Part of the Portfolio
She noted that, to address climate change, a comprehensive portfolio of mitigation tools was needed.
“We must create a framework that encourages, promotes and provides incentives for research, innovation and implementation of all technologies that can reduce emissions.”
Skymoen said this required intensified renewable-energy and energy efficiency efforts, but must also meet the challenge of securing a sustainable future energy supply by reducing emissions that resulted from the continued production and use of fossil fuels.
She stressed that CCS should complement – but not replace – other climate mitigation actions by reducing emissions resulting from the use of fossil fuels – including coal – during the transition to a zero-emissions society.
South Africa’s ambition to prove the viability of CCS has received a boost, with Norway committing to inject millions of rands into a World Bank-managed CCS fund focused on CCS projects in South Africa and Mexico.
Skymoen said that up to R60-million would be provided to support the advancement of the pilot CO2 storage project (PCSP) through the World Bank CCS trust fund (CCS TF), which was established in 2009.
Norway, which has been providing technical and financial support for the PCSP since 2009, identified South Africa as a priority for CCS development.
“Our efforts to provide support for CCS in South Africa will continue,” Skymoen said.

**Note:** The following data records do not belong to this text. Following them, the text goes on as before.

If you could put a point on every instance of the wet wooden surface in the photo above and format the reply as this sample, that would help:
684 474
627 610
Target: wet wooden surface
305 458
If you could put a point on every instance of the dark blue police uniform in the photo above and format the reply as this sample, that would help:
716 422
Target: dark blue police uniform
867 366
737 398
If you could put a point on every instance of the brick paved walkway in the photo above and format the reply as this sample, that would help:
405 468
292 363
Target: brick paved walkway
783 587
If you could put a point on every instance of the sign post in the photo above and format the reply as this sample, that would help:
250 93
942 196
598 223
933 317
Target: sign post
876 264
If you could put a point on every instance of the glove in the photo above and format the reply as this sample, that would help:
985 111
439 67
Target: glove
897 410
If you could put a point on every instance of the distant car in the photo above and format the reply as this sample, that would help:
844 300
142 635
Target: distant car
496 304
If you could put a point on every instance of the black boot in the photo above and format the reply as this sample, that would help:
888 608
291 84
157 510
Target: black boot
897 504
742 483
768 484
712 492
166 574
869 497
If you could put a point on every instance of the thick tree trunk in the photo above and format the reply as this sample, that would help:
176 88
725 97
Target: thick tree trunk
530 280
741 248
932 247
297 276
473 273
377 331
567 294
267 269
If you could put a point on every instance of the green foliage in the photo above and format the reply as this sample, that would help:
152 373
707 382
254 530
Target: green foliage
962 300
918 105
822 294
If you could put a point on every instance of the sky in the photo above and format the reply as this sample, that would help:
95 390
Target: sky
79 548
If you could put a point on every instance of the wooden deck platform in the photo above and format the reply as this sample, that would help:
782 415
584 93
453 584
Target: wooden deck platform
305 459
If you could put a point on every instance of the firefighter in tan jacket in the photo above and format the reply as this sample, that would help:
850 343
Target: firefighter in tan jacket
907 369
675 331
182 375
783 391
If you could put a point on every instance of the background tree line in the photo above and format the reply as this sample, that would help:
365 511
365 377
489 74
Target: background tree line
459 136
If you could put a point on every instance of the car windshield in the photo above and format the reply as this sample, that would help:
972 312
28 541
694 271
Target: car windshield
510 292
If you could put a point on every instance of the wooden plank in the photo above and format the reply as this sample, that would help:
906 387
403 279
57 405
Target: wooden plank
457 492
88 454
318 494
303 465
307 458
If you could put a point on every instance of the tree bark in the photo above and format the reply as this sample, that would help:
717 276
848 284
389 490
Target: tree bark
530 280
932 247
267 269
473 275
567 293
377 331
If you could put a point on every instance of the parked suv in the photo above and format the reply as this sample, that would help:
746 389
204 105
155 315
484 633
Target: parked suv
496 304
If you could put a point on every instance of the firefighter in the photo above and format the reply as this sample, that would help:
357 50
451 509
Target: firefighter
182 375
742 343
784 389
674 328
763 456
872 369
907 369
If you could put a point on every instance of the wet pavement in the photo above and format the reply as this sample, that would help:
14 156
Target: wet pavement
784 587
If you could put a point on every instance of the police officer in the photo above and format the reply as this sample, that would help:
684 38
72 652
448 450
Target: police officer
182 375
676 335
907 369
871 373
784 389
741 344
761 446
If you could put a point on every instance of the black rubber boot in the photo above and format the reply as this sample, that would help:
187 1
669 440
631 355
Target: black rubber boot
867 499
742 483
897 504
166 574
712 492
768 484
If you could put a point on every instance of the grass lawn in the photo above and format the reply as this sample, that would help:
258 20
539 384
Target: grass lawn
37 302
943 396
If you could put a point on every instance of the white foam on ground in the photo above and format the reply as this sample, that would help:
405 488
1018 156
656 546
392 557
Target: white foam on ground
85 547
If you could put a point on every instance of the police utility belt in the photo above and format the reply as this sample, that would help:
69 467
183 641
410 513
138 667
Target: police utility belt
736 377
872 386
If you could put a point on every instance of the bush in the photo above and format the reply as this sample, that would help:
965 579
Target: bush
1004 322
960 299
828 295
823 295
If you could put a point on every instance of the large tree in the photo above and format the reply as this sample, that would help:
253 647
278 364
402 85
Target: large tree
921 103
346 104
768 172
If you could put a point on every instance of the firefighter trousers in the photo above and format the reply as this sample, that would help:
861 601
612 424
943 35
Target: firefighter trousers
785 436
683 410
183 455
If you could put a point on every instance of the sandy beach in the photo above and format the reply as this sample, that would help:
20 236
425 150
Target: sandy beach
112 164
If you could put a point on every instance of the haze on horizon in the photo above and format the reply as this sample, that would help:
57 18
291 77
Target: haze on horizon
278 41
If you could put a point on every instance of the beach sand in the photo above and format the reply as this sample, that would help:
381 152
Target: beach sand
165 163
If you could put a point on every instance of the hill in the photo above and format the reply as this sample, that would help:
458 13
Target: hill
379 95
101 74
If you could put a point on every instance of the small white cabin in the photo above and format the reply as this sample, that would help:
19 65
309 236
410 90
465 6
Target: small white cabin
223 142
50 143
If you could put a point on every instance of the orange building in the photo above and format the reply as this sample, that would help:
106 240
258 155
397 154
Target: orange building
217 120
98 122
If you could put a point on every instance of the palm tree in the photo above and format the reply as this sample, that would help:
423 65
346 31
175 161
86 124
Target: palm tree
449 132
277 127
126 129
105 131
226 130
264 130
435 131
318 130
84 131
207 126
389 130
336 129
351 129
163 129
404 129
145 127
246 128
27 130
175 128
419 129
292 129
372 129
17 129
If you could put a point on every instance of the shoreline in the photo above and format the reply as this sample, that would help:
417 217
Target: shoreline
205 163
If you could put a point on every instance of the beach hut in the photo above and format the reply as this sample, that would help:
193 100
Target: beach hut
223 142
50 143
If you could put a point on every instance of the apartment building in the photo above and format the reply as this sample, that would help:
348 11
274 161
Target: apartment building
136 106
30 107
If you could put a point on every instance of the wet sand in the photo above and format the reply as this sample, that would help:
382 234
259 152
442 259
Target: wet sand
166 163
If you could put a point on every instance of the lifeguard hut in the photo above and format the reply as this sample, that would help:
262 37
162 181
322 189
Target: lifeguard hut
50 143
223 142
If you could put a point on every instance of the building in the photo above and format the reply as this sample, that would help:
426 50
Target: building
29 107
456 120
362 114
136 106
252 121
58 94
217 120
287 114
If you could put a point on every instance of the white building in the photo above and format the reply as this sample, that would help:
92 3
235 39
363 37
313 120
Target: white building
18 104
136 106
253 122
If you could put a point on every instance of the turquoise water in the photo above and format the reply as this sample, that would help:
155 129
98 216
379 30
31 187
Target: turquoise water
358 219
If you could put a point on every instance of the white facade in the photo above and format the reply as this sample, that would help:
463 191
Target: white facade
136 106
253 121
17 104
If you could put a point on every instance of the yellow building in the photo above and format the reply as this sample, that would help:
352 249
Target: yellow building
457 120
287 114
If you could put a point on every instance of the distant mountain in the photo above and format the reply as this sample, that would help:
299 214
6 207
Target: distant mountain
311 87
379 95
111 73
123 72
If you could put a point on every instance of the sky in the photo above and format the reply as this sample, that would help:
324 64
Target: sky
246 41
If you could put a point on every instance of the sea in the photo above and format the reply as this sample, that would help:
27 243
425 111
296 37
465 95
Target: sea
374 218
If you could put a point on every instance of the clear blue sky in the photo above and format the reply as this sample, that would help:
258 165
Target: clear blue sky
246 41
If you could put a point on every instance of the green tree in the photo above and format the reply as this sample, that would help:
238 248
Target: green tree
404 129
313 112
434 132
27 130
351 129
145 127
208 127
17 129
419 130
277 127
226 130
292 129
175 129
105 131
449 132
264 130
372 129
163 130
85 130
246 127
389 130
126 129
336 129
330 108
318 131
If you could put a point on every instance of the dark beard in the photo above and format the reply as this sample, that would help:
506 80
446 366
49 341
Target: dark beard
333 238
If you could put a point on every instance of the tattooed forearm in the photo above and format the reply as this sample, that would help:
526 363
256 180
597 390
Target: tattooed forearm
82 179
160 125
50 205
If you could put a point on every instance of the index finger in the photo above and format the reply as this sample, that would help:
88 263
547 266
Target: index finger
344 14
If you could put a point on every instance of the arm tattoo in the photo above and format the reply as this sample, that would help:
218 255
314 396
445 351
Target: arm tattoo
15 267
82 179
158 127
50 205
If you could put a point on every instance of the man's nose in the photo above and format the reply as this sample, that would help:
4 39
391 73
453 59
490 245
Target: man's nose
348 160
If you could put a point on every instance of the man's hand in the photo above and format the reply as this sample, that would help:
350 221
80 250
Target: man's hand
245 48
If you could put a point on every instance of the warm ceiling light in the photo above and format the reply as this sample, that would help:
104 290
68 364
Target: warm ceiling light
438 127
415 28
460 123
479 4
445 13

World Bank Group senior energy specialist Dr Natalia Kulichenko-Lotz added that the CCS TF aimed to support capacity and knowledge building for developing countries to explore the potential of CCS and facilitate the inclusion of CCS options in their low-carbon growth strategies and policies.
The bank had previously allocated first-phase funding of $1.35-million for the development of the PCSP, partly funding the regulatory review to allow for the implementation of the pilot storage project, capacity building, national and local public engagement programmes and the technoeconomic assessment for CCS deployment. Second-phase CCS funding of $49.2-million, exclusively for South Africa and Mexico, started in 2014.
The funding, of which South Africa had secured $27.4-million, would provide support for the PCSP’s exploration phase that was set to get under way next year, the scoping work, the design and construction of the system, as well as the CCS legal and regulatory framework development.
With the first and second phases of the roadmap completed, the SACCCS, previously a division of the South African National Energy Development Institute, is progressing to the development phase of the pilot PCSP.
South Africa does not currently have a legal and regulatory framework dedicated to CCS.
Department of Energy director of coal and gas policy Landi Themba explained that there were different Acts in various departments that could be amended, coordinated, streamlined and used to create the legislative framework for the development and deployment of CCS.
“We acknowledge that CCS remains a novel concept to South Africa; however, historically, several countries in the global sphere have utilised their existing regulation to implement CCS legally,” he noted.
Themba added that South Africa initiated an interdepartmental CCS task team in 2011 to facilitate CCS activities.
“So far, the task team has managed to develop a common government position on CCS matters in the country, specify different roles for various departments for CCS implementation, and collaborate and coordinate with one another to develop a CCS legislative and regulatory framework,” he concluded.